How long? Months? Weeks? Real food? As much food as he wanted? He was halfway done the bowl before he remembered it was someone else's food he was eating, that he was there as a guest and hadn't paid for this.
Halfway through the box before he cared, and only then because he started to regret it. Too much of the same kind of food, too quickly. How many times would he make that mistake?
When he bent down--rubbing his stomach, because it was aching already--to put what left of the box back where he found it, looking around for the sink to dump the bowl, he caught a bowl of fresh fruit out of the corner of his eye.
How many? One more.
A few minutes later he looked up--his mouth stained blue with berry juice, grinning sheepishly--at a thoroughly unimpressed man, suddenly standing in the doorway.
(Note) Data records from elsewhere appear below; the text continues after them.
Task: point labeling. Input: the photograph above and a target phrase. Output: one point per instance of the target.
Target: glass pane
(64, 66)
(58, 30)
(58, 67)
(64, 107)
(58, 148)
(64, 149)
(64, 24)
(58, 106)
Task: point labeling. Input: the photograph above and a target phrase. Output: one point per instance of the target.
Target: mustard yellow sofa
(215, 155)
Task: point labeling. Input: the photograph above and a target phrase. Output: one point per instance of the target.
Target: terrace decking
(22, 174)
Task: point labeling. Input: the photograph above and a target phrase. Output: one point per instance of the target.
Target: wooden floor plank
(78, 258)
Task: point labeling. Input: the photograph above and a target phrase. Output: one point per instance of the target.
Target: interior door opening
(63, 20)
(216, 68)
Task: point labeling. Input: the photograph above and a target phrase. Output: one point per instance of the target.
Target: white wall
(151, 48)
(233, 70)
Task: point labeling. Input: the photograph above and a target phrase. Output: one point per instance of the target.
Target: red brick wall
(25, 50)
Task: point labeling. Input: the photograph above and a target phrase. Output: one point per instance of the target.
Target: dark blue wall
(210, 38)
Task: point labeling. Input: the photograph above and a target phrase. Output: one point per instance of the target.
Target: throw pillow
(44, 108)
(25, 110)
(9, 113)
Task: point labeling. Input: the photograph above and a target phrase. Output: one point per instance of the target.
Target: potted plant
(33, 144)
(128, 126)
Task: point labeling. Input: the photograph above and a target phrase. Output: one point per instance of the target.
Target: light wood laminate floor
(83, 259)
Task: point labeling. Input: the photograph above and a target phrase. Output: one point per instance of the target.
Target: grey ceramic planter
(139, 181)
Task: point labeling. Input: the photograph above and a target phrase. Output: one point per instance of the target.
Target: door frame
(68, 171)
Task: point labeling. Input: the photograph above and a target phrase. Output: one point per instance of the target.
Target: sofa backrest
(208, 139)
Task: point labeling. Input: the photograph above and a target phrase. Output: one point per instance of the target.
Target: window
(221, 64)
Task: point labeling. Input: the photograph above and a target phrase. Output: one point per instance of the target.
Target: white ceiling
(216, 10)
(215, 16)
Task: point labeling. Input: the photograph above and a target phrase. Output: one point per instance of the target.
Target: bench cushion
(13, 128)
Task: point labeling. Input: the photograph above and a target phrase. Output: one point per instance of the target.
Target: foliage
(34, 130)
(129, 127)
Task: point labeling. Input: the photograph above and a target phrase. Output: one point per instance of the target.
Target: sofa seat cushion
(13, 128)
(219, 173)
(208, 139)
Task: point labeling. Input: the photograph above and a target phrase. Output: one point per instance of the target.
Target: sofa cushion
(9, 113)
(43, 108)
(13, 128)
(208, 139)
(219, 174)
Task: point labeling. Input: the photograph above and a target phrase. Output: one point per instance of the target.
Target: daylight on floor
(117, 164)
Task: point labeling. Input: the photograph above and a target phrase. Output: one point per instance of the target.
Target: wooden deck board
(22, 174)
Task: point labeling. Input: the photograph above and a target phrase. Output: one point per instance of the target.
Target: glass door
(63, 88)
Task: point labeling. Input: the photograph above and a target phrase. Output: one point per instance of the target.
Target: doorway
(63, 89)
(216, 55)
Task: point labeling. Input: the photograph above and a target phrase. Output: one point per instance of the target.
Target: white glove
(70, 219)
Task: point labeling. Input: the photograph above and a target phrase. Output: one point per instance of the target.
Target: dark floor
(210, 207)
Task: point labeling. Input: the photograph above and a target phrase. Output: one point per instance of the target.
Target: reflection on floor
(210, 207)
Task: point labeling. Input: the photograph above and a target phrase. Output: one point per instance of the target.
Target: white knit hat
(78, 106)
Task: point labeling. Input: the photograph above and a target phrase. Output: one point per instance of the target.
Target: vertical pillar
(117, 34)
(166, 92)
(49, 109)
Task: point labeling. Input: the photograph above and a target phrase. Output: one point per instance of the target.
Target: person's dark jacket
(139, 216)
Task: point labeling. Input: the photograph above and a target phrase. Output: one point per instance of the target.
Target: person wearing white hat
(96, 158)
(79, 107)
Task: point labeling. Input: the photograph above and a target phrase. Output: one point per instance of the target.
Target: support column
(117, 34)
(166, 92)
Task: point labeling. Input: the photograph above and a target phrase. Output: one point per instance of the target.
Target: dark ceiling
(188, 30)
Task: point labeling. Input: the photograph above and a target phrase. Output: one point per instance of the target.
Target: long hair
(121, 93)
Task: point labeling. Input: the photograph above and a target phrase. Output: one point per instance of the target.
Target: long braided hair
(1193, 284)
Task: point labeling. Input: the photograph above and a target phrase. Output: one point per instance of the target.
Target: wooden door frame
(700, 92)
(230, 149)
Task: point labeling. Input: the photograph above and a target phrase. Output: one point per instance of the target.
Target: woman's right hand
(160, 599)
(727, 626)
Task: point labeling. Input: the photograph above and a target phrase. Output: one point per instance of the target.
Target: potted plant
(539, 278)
"Do you know what fucking time it is?"
Colin opened his mouth.
"No, of course you don't." His voice was that perfect mixture of quiet and harsh. "Because if you did you would be sleeping. Because that's what people do at this hour. They sleep."
"I was just--"
"There's a clock on the well. You can read it, can't you, now that I've pointed it out?"
"I got--"
"Do you see how the little hand and the big hand are near eachother, close to the top? When the sun is set, it means go the fuck to sleep and don't make any noise because if I hear you again I'll come in here and throttle you. Simple enough?"
Colin's eyes narrowed.
"Not all of us are freeloaders, you know. We're not all sleeping in beds that don't belong to us because she took pity on us. I actually live here. I have responsibilities that require me to be awake and alert and you're just one of her strays so if you'll fucking kindly--"
"How are you doing that?"
Colin was standing in front of him now, a step or two away, and smiling. He'd done it without making a sound.
"How--"
He stamped his feet on the floor. He clapped his hands. Nothing. Even Seiichiro's next words were stolen away. Colin waited until he stopped shouting soundlessly before he allowed noise to exist again, caught the tail end of a spluttering something that trailed off as he started to speak.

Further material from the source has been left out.